Mulheres buscam autodefesa, protestam contra impunidade e reivindicam mudança em país onde abusos são comuns

Por Gabriela Loureiro e Cecília Araújo
26 jan 2013, 08h35

A morte de uma estudante que foi estuprada e agredida por seis homens em Nova Délhi provocou protestos em todo o país e abriu o debate sobre por que a emergente Índia é o pior país do G20 (grupo de países em desenvolvimento) para ser uma mulher. O desrespeito contra as mulheres na Índia se manifesta já na concepção – o país tem uma das maiores taxas de infanticídio feminino do mundo – e é visto também em outras etapas da vida, por meio de crimes como o tráfico de jovens e o estupro – uma indiana é violentada sexualmente a cada 20 minutos, segundo dados oficiais.

“Casos emblemáticos de violência contra as mulheres, como o da Malala e o da jovem indiana, muitas vezes servem como espelho: fazem com que algumas pessoas que não prestavam atenção ao problema passem a enxergá-lo com mais clareza, inclusive em sua própria realidade. Porém, a comoção global sobre casos pontuais, amplamente divulgados pela imprensa, costuma ser fugaz e pouco aprofundada. Deve haver campanhas mais concretas para que o debate perdure”, defende Emilio Ginés, presidente da organização espanhola Federación de Asociaciones de Defensa y Promoción de Derechos Humanos e membro do Subcomitê de Prevenção à Tortura da ONU.
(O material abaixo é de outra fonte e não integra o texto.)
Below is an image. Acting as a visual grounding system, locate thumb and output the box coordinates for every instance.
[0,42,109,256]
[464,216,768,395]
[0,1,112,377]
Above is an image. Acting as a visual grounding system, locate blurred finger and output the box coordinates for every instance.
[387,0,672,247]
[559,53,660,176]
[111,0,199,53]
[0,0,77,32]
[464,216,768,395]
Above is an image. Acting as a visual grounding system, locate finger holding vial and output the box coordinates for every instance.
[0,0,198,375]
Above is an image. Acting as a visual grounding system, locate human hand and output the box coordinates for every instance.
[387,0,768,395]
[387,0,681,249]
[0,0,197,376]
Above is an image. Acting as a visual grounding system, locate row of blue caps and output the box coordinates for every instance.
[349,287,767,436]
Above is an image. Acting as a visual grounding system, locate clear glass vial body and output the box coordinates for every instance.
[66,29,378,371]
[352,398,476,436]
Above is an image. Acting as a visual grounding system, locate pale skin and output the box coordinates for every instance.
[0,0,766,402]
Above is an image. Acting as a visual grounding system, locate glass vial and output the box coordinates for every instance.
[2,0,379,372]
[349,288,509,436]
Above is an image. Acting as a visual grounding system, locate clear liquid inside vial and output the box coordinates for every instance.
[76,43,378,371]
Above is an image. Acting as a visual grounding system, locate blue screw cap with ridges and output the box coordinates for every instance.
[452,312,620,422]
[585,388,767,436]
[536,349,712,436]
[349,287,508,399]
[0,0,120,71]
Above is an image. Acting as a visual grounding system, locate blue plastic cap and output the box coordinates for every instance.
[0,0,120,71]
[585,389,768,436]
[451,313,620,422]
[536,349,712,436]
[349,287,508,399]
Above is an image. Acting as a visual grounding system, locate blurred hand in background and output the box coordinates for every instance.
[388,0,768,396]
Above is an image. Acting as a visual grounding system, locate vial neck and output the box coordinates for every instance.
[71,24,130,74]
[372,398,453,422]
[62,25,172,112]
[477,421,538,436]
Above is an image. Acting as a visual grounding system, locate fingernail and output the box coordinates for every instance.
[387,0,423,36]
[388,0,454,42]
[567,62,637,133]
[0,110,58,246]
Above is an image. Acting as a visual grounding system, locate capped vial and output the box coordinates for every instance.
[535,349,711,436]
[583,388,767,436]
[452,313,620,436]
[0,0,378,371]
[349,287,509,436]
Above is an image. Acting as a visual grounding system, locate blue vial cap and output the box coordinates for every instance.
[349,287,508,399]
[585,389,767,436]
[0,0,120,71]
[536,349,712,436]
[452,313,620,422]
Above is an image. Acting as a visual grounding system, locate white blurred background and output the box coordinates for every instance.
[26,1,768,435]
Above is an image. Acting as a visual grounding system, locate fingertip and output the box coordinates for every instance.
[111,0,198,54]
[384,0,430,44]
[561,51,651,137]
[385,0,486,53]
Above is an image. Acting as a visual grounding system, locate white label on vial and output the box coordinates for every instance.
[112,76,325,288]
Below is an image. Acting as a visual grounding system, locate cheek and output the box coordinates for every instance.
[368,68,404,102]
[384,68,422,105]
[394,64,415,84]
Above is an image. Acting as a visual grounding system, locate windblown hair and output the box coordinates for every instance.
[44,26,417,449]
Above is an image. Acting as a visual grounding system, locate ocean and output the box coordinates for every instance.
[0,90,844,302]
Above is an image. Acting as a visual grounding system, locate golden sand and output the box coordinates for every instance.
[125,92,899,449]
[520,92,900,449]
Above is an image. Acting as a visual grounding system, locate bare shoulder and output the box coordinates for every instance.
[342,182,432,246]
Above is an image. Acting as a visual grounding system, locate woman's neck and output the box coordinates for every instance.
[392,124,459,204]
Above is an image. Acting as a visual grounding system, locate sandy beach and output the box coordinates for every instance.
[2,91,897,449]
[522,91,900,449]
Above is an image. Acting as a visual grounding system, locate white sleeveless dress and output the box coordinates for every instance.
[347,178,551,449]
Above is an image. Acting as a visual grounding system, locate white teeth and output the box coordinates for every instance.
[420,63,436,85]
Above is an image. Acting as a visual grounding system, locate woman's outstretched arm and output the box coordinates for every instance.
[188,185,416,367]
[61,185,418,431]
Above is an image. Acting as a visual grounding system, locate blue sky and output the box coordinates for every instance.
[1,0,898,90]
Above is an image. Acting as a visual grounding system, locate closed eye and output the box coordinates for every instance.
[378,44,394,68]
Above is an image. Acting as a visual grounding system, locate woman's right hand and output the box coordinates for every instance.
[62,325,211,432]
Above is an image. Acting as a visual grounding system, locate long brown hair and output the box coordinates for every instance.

Em 2011, 24.000 casos de estupro foram denunciados na Índia, 9% a mais do que em 2010. Em 94% dos casos, as vítimas conheciam seu agressor. O caso de Jyoti Singh Pandey chamou a atenção por aproximar a vítima a uma camada da população que tem acesso aos estudos e ao consumo. Uma jovem estudante de fisioterapia de 23 anos, que foi atacada dentro de um ônibus no centro da capital do país, quando voltava com um amigo de uma sessão de cinema – eles tinham ido assistir ao filme As Aventuras de Pi, indicado ao Oscar.

“Várias informações sobre a vítima vazaram, como o fato de que era uma estudante de fisioterapia. Isso fez com que muitas pessoas pensassem: poderia ser eu – e começassem a se preocupar e insistir por mudanças. O problema passou a ser visto como universal”, explica a escritora indiana Sonia Faleiro.

A negligência das autoridades e a impunidade foram os principais alvos de críticas dos protestos. “A recusa do estado de fazer seu trabalho e proteger os seus cidadãos é a raiz da fúria dos protestos na Índia”, disse ao site de VEJA a socióloga indiana Radhika Chopra.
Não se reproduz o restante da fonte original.